IMO, the only boards that truly have enough space are the workstation quad SLI boards with the PLX chip. Or x79. Of course these boards cost 400$+ and if you're in that price range you'd probably get x79 anyway. The PLX chip is used on all quad SLI motherboards. I don't know if the motherboard mentioned is quad SLI, but all of those boards are absurdly expensive due to the PLX chip and workstation features.
You can try it. It depends on your enclosure and amount of fans. I would say, based on MY EXPERIENCE, it isn't worth trying. That's a TON of heat being dumped into the case. If you have a super large EATX case, it can be easier. But 1 slot spacing? That's nothing really. x79 allows 2-3 slot spacing. Which is desirable when cards are dumping 250W TDP of heat in the case.
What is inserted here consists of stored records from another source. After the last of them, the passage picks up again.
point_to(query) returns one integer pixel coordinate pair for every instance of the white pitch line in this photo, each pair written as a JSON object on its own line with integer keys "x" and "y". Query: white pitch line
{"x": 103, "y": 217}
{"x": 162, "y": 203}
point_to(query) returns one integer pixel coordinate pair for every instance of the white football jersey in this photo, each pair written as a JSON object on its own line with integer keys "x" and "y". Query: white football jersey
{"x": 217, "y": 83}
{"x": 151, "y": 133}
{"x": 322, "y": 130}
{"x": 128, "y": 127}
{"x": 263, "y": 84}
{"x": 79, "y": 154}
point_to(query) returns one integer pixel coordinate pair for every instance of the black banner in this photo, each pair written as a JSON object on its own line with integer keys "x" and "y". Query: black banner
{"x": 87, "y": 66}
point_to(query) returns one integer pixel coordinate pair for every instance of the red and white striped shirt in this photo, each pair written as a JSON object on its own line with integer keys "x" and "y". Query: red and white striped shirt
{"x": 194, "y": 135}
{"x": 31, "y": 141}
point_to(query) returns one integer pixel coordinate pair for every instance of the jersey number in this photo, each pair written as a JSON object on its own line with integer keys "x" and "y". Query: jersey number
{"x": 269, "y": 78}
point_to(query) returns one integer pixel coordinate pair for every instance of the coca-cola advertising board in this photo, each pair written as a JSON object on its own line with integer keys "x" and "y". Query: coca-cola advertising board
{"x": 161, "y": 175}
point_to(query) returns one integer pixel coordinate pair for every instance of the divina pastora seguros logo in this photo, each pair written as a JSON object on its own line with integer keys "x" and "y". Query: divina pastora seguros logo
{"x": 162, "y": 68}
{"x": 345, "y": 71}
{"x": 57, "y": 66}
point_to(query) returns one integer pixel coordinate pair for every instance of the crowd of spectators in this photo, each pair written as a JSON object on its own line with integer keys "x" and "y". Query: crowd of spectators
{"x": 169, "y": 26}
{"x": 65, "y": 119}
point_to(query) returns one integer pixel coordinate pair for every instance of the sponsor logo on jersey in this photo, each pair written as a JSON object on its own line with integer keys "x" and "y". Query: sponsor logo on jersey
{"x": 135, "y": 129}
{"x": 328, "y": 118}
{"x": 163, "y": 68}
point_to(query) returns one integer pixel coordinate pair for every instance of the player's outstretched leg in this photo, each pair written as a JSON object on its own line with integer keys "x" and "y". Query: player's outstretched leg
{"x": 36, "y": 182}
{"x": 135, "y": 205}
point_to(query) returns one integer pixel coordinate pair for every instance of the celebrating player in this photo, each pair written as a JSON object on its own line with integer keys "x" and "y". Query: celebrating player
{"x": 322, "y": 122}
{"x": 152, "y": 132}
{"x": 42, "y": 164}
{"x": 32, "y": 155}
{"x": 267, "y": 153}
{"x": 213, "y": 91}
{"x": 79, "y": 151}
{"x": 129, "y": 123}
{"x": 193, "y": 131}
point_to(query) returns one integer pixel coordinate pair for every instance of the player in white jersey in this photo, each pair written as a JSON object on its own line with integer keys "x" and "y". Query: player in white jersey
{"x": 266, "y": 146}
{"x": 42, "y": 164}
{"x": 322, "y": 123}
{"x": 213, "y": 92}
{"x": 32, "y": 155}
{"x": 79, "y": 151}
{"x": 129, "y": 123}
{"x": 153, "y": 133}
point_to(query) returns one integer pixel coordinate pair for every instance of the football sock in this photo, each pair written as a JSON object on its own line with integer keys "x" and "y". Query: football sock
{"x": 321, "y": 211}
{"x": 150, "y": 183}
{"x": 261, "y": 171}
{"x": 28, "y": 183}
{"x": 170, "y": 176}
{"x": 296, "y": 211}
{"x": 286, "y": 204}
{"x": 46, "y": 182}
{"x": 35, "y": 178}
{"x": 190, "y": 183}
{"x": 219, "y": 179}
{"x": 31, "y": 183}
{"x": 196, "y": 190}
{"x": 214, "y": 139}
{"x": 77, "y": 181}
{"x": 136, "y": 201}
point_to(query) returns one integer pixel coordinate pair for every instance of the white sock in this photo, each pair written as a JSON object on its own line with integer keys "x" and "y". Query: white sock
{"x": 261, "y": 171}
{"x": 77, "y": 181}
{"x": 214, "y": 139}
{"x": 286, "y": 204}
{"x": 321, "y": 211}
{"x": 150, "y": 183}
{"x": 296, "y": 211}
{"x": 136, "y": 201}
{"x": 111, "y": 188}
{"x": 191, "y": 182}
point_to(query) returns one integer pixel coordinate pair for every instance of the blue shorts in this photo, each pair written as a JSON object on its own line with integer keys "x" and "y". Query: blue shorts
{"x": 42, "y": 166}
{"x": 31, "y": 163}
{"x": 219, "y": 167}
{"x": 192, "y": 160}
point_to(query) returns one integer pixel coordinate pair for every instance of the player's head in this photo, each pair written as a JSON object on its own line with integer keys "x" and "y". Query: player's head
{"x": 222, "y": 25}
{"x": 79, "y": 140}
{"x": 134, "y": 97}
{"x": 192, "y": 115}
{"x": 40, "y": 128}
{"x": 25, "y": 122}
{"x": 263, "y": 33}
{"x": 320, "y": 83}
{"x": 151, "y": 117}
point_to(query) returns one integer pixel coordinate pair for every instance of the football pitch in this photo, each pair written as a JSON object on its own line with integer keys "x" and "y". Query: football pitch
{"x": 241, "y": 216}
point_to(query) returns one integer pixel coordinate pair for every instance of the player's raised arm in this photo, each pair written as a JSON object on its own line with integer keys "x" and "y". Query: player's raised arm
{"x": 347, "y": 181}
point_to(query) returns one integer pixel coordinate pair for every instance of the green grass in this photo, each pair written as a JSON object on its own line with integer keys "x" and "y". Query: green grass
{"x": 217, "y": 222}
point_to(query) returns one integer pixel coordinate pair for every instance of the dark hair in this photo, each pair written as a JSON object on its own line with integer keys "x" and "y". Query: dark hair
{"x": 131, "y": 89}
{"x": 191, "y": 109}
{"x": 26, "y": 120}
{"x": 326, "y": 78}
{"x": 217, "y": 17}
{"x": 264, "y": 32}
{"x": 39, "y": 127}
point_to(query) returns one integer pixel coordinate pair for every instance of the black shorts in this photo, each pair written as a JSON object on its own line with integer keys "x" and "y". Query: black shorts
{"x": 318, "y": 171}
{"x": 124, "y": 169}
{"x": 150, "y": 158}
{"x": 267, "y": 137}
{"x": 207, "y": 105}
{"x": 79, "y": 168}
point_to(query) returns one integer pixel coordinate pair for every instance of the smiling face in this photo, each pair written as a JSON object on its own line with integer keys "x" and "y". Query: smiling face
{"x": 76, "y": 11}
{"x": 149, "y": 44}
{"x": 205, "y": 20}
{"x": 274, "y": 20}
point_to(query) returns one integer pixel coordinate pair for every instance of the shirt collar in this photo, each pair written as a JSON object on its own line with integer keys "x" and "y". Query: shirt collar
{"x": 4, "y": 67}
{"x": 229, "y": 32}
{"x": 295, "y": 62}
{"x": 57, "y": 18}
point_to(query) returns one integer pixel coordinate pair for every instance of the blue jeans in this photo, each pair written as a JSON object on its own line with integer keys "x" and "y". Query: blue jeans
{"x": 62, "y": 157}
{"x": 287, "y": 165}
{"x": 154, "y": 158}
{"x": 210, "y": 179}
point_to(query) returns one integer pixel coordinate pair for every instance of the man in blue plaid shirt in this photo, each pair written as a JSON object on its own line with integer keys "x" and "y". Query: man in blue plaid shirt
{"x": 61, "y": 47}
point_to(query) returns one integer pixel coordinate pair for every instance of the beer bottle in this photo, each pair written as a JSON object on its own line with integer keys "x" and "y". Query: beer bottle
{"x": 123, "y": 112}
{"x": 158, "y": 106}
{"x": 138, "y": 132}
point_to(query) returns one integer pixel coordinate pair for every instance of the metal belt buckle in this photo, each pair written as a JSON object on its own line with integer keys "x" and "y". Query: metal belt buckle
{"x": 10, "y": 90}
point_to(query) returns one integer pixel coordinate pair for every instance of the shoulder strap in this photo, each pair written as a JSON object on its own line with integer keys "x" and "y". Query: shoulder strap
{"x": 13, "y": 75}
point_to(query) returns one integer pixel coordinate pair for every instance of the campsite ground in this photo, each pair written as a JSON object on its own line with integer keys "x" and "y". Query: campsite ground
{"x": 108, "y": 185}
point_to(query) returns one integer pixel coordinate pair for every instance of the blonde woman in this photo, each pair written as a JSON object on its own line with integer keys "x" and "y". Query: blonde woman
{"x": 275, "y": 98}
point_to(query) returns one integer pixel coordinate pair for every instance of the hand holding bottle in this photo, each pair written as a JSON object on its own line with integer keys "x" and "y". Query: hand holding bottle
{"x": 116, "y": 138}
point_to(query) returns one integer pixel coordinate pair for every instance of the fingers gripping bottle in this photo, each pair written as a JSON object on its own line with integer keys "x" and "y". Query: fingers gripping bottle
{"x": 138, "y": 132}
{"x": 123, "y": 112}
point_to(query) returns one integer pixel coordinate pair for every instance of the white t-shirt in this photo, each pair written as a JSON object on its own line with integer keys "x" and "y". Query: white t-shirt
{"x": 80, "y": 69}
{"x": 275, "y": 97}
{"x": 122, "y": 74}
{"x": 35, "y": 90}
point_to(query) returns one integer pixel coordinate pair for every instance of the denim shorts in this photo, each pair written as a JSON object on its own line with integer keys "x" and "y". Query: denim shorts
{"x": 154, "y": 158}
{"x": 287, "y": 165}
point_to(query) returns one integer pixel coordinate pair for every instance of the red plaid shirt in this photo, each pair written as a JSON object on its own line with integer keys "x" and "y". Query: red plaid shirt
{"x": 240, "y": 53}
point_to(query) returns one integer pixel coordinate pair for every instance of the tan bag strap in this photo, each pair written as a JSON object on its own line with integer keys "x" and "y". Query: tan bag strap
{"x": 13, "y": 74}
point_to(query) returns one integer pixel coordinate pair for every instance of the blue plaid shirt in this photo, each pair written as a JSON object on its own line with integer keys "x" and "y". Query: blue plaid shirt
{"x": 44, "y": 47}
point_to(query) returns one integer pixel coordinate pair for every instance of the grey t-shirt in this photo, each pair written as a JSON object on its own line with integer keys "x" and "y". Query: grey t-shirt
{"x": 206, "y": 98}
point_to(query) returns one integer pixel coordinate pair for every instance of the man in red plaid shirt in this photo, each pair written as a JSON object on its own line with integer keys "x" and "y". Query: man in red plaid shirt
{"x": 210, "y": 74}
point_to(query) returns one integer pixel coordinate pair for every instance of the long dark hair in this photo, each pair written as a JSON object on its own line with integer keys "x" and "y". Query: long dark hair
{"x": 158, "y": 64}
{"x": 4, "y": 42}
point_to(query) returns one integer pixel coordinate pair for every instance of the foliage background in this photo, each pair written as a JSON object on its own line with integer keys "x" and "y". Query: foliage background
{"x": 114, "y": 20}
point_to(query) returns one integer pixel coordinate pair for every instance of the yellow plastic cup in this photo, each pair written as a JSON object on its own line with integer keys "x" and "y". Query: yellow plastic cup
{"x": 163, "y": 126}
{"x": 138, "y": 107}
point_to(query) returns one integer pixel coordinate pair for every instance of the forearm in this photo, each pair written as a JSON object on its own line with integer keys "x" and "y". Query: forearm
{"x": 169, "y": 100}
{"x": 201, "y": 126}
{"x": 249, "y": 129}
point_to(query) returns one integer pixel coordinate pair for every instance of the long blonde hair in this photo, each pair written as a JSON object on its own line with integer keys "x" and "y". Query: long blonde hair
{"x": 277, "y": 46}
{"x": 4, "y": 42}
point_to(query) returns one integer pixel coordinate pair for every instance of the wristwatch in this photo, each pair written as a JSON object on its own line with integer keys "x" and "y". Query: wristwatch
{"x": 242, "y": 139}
It's all up to you. I think you'll have limited OC headroom or headaches. Just get reference if you really want sli. The classifieds aren't worth it if you're limiting your overclocking headroom. Which you will if they are heat limited. Or you may even have instability issues, I have had such issues with CF/SLI in the past with 1 slot spacing. Again, 1 slot spacing for open air cards is practically nothing. I just think that, with 2 GPUs, why bother with classifieds. Reference 780s will kill 1080p 120hz. And there's peace of mind without having to worry about potential case cooling or GPU spacing issues, or having to get a new motherboard. Just my .02. I'd get reference in this situation. Unless I were water cooling.
If you get X79, this is a non issue. You can space the cards however you want since X79 has 32 PCIE lanes. Z87 / Z77 without PLX (on workstation motherboards) only have 16 lanes. So, 99% of non PLX Z87/Z77 boards have 1 slot spacing for SLI or CF which is a practical joke with cards that dump that much heat in the case.